The reason for the first phenomenon is obviously easy to see, to the coating equipment when the steel pipe into the coating box in 360 ° around a total of 6 guns (casing line has 12 guns) for spraying. If each gun sprayed out of the flow size is different, then it will lead to uneven distribution of anticorrosive agent in the various surfaces of the steel pipe.

The second reason is that there are other reasons for the uneven coating phenomenon besides the spraying factor. There are many kinds of factors, such as steel pipe incoming rust, roughness, so that the coating is difficult to evenly distributed; steel pipe surface has a water pressure measurement left behind when the emulsion, this time for the coating due to contact with the emulsion, so that the preservative is difficult to attach to the surface of the steel pipe, so that there is no coating of the steel pipe parts of the emulsion, resulting in the coating of the entire steel pipe is not uniform.

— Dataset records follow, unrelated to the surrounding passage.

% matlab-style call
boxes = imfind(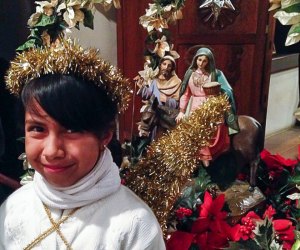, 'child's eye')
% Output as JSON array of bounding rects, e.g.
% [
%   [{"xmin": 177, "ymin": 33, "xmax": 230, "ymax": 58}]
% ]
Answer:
[
  {"xmin": 66, "ymin": 129, "xmax": 82, "ymax": 134},
  {"xmin": 27, "ymin": 126, "xmax": 45, "ymax": 133}
]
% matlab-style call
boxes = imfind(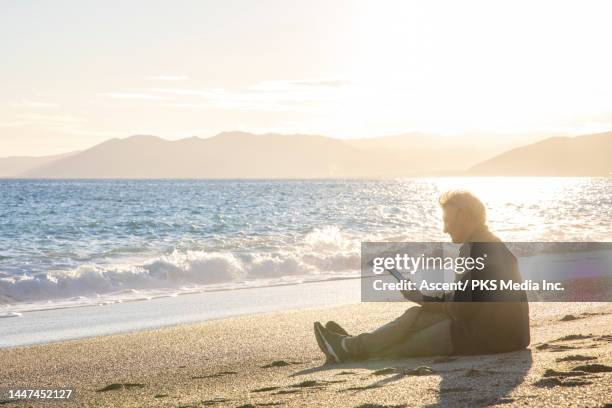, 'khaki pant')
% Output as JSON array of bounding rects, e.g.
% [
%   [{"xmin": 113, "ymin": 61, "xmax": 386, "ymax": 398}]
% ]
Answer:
[{"xmin": 345, "ymin": 306, "xmax": 453, "ymax": 359}]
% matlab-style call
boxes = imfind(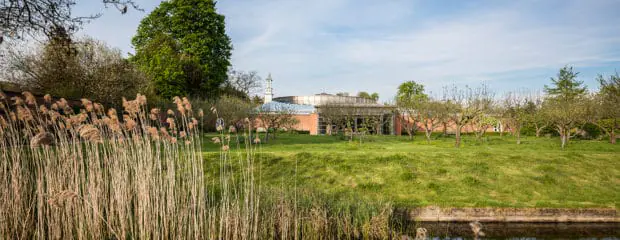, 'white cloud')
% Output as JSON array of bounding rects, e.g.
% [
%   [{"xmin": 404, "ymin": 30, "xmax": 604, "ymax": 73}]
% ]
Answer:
[{"xmin": 220, "ymin": 0, "xmax": 620, "ymax": 100}]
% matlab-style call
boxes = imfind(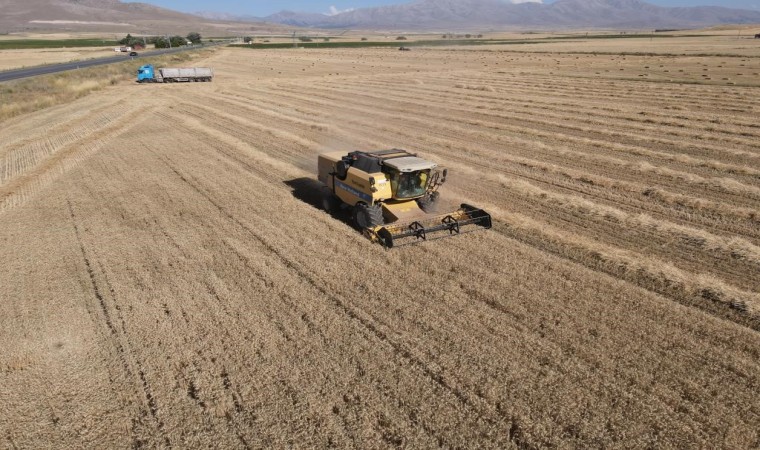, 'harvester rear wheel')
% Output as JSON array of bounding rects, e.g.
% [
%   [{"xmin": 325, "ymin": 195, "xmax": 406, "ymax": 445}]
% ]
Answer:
[{"xmin": 354, "ymin": 203, "xmax": 383, "ymax": 229}]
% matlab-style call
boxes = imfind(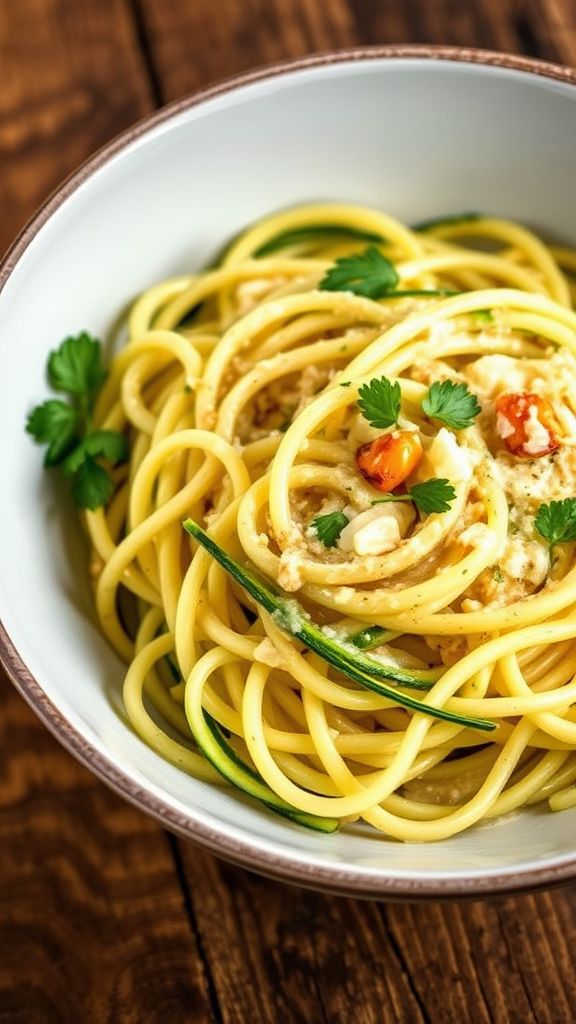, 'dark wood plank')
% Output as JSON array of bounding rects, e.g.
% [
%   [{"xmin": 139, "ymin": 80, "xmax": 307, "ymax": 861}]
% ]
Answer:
[
  {"xmin": 172, "ymin": 845, "xmax": 576, "ymax": 1024},
  {"xmin": 138, "ymin": 0, "xmax": 358, "ymax": 100},
  {"xmin": 0, "ymin": 681, "xmax": 212, "ymax": 1024},
  {"xmin": 0, "ymin": 0, "xmax": 153, "ymax": 251}
]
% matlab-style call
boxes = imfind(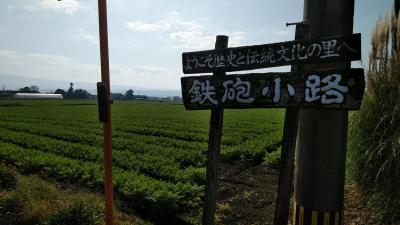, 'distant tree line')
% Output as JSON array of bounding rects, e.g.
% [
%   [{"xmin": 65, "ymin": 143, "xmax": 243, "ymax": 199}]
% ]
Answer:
[
  {"xmin": 54, "ymin": 83, "xmax": 96, "ymax": 99},
  {"xmin": 111, "ymin": 89, "xmax": 148, "ymax": 100},
  {"xmin": 0, "ymin": 82, "xmax": 148, "ymax": 100}
]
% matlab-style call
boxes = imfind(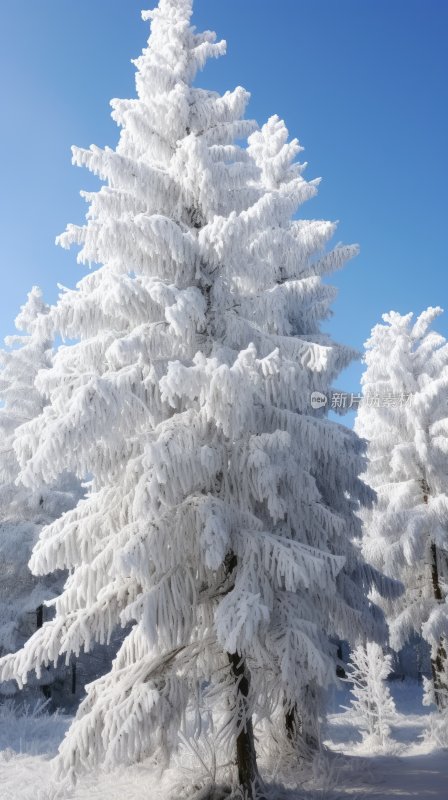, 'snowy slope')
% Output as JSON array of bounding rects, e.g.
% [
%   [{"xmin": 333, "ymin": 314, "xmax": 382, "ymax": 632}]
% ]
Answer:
[{"xmin": 0, "ymin": 682, "xmax": 448, "ymax": 800}]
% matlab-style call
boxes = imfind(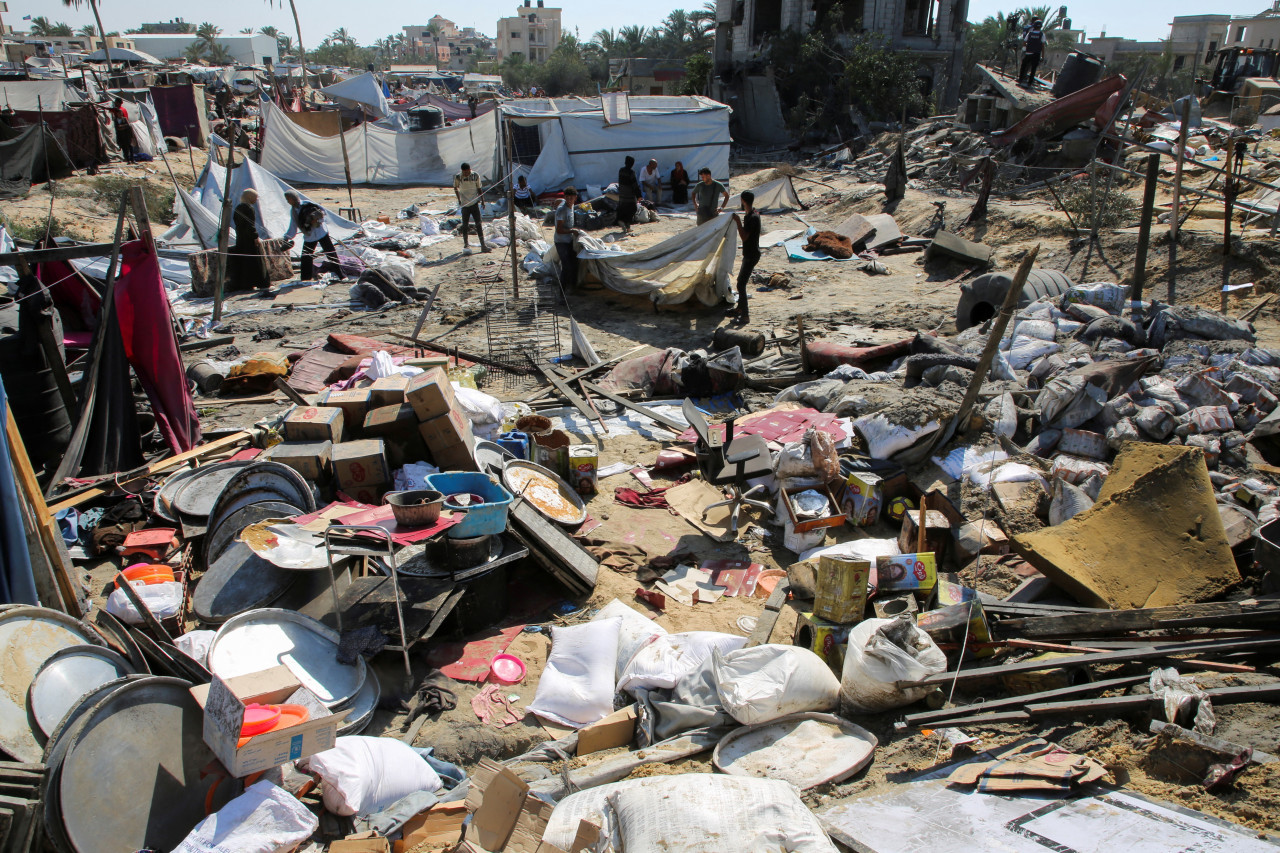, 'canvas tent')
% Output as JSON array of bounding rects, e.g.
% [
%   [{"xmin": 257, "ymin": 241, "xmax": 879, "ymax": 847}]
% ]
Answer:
[
  {"xmin": 0, "ymin": 122, "xmax": 72, "ymax": 199},
  {"xmin": 261, "ymin": 100, "xmax": 498, "ymax": 187},
  {"xmin": 320, "ymin": 72, "xmax": 392, "ymax": 119},
  {"xmin": 577, "ymin": 213, "xmax": 737, "ymax": 305},
  {"xmin": 499, "ymin": 96, "xmax": 730, "ymax": 192},
  {"xmin": 161, "ymin": 143, "xmax": 360, "ymax": 248}
]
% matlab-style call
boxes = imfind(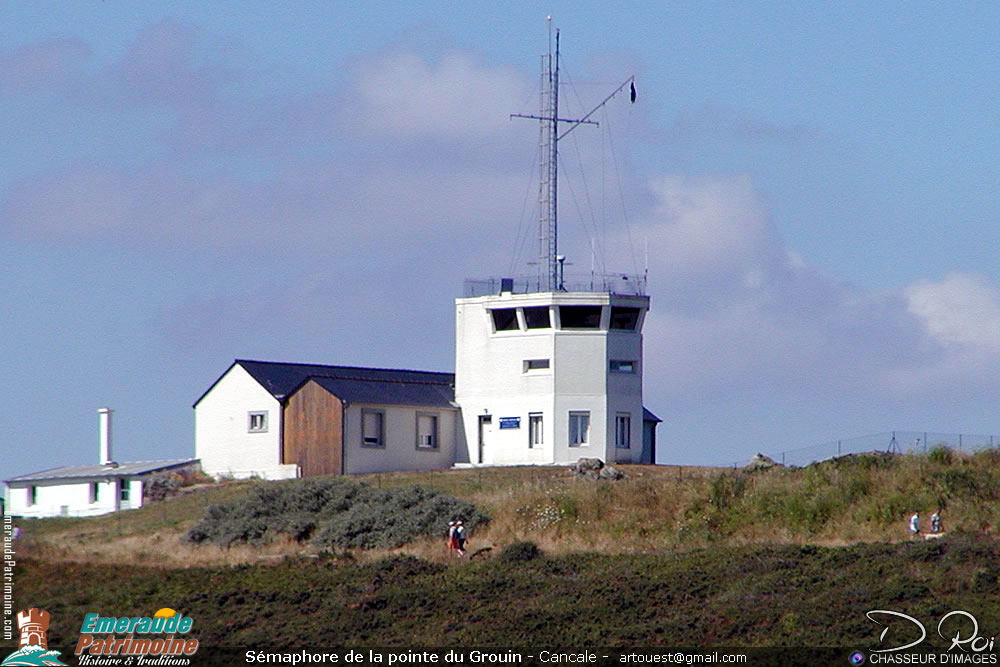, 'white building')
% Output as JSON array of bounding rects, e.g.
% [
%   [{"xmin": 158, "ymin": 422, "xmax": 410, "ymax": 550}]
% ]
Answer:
[
  {"xmin": 455, "ymin": 277, "xmax": 655, "ymax": 465},
  {"xmin": 4, "ymin": 408, "xmax": 198, "ymax": 518},
  {"xmin": 194, "ymin": 359, "xmax": 459, "ymax": 479},
  {"xmin": 194, "ymin": 33, "xmax": 660, "ymax": 478}
]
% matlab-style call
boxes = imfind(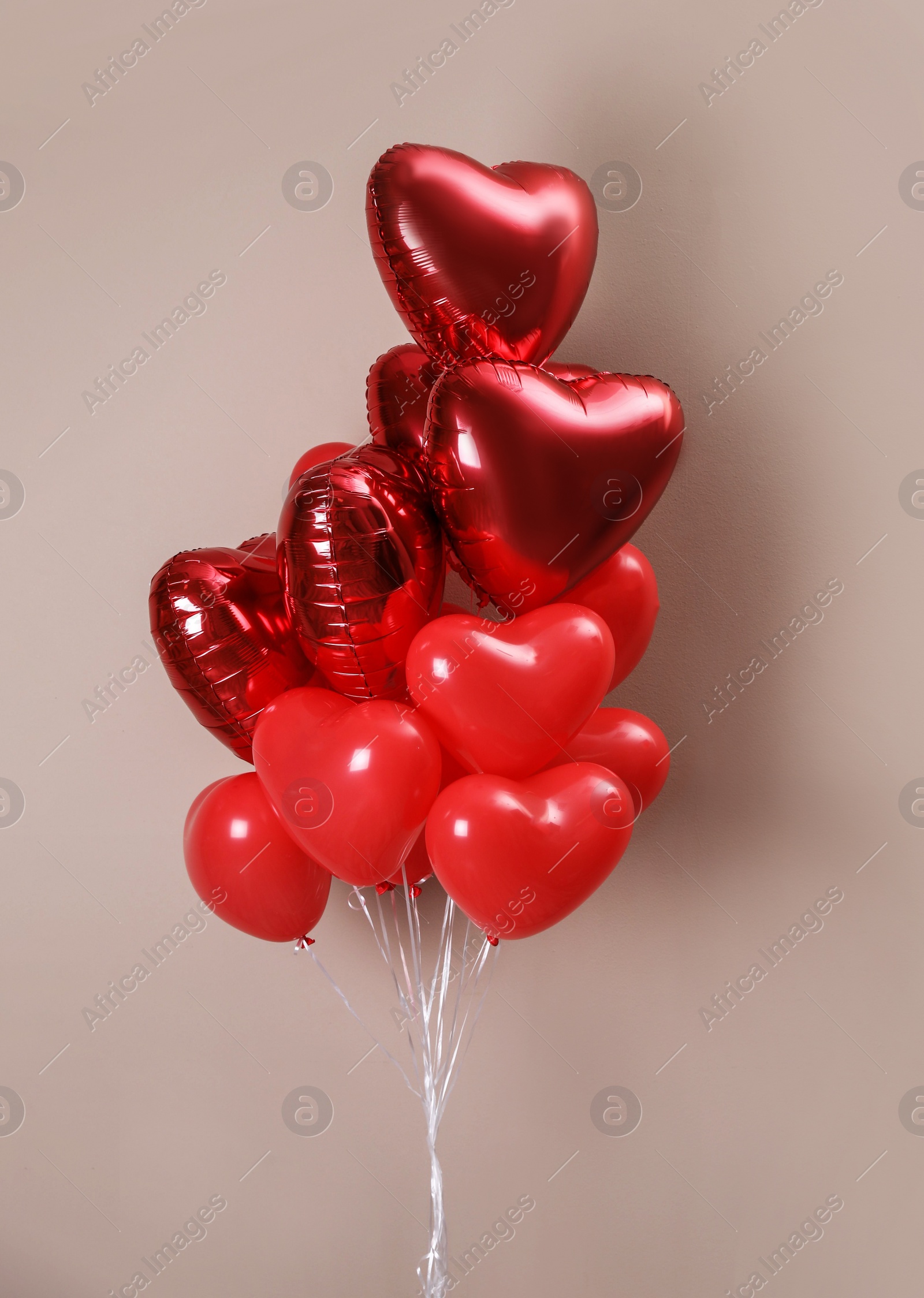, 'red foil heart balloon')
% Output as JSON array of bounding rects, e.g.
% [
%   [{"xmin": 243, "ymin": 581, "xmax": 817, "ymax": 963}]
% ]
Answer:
[
  {"xmin": 363, "ymin": 342, "xmax": 595, "ymax": 467},
  {"xmin": 560, "ymin": 545, "xmax": 661, "ymax": 695},
  {"xmin": 289, "ymin": 441, "xmax": 356, "ymax": 487},
  {"xmin": 408, "ymin": 603, "xmax": 614, "ymax": 779},
  {"xmin": 183, "ymin": 771, "xmax": 331, "ymax": 942},
  {"xmin": 253, "ymin": 688, "xmax": 440, "ymax": 888},
  {"xmin": 426, "ymin": 762, "xmax": 634, "ymax": 941},
  {"xmin": 549, "ymin": 707, "xmax": 671, "ymax": 816},
  {"xmin": 149, "ymin": 532, "xmax": 314, "ymax": 762},
  {"xmin": 427, "ymin": 361, "xmax": 684, "ymax": 613},
  {"xmin": 278, "ymin": 446, "xmax": 445, "ymax": 698},
  {"xmin": 366, "ymin": 144, "xmax": 597, "ymax": 368},
  {"xmin": 366, "ymin": 342, "xmax": 442, "ymax": 461}
]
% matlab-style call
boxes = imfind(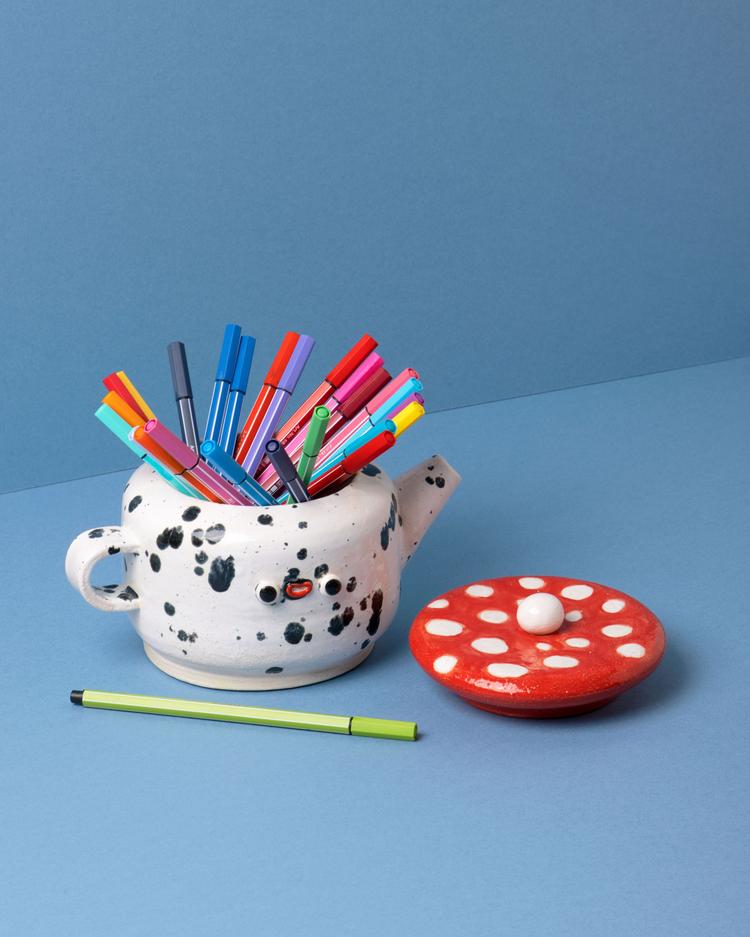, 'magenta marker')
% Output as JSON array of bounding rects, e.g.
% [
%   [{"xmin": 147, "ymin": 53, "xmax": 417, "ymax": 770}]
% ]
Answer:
[
  {"xmin": 316, "ymin": 368, "xmax": 422, "ymax": 466},
  {"xmin": 143, "ymin": 420, "xmax": 253, "ymax": 505},
  {"xmin": 257, "ymin": 351, "xmax": 383, "ymax": 493},
  {"xmin": 242, "ymin": 335, "xmax": 315, "ymax": 476}
]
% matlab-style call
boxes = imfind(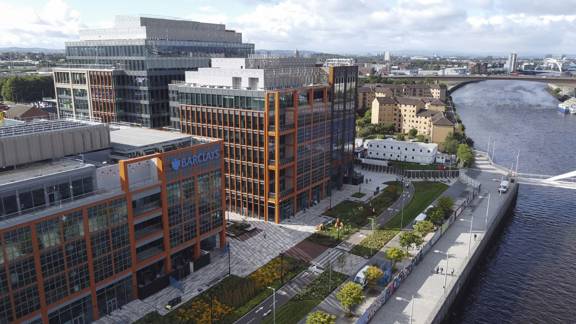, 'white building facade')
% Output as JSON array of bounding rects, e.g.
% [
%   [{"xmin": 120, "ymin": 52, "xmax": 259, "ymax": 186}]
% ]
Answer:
[{"xmin": 364, "ymin": 139, "xmax": 438, "ymax": 164}]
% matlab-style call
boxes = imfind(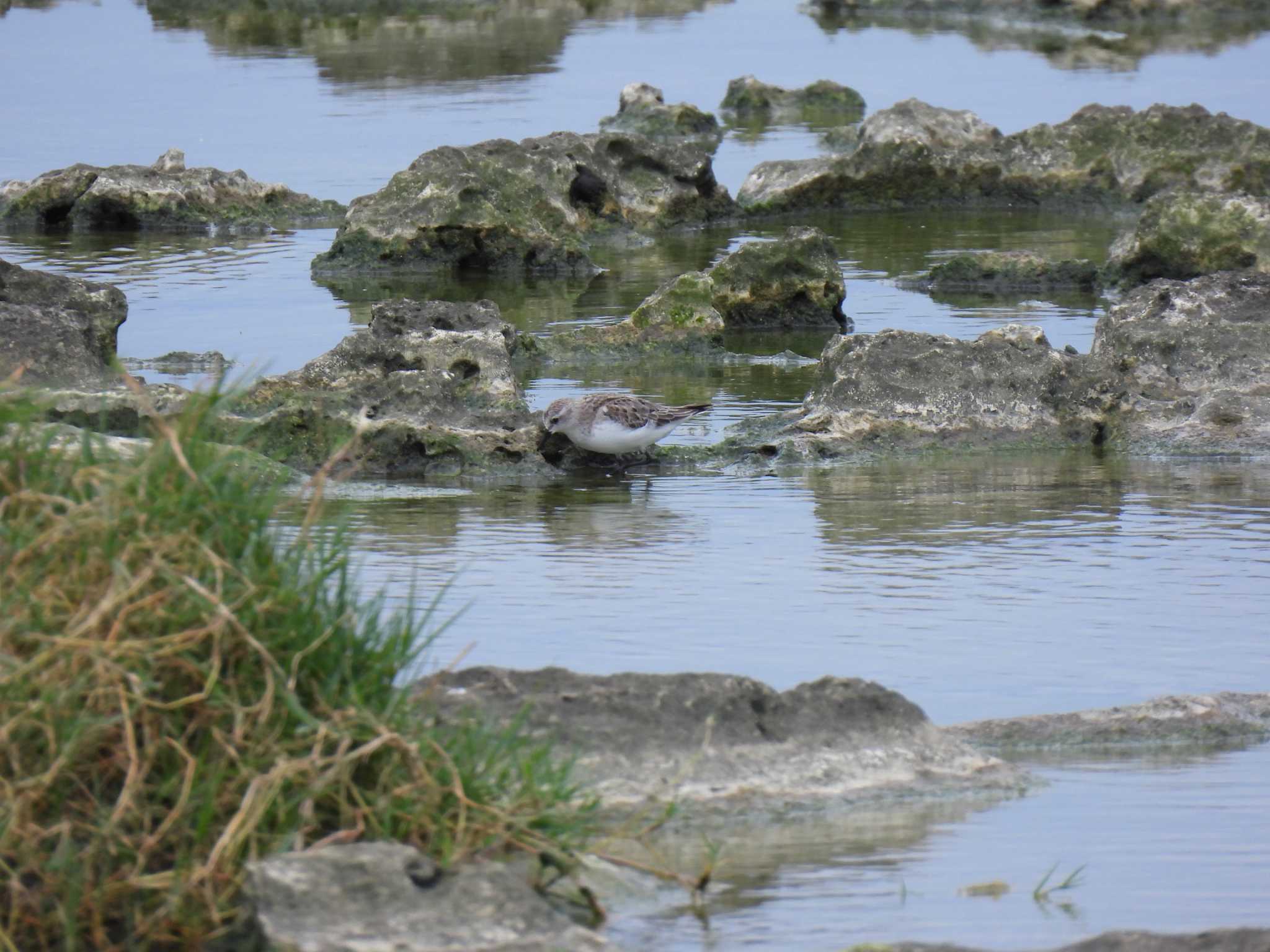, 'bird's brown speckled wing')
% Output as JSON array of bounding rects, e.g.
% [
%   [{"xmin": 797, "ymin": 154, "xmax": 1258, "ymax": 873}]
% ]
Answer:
[{"xmin": 596, "ymin": 394, "xmax": 710, "ymax": 430}]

(1) The reason of anticorrosive agent hanging drops. The cross-section of the steel pipe is round, every time the anticorrosive agent is sprayed on the surface of the steel pipe, the anticorrosive agent in the upper part and the edge will flow to the lower part due to the factor of gravity, which will form the phenomenon of hanging drop. The good thing is that there are oven equipments in the coating production line of the steel pipe factory, which can heat and solidify the anticorrosive agent sprayed on the surface of the steel pipe in time and reduce the fluidity of the anticorrosive agent. However, if the viscosity of the anticorrosive agent is not high; no timely heating after spraying; or heating temperature is not high; the nozzle is not in good working condition, etc. will lead to the anticorrosive agent hanging drops.

(2) Causes of anticorrosive foaming. Due to the operating site environment of the air humidity, paint dispersion is excessive, dispersion process temperature drop will cause preservative bubbling phenomenon. Air humidity environment, lower temperature conditions, preservatives sprayed out of the dispersed into tiny droplets, will lead to a drop in temperature. The water in the air with higher humidity after the temperature drop will condense to form fine water droplets mixed with the preservative, and eventually enter the inside of the coating, resulting in the coating blistering phenomenon.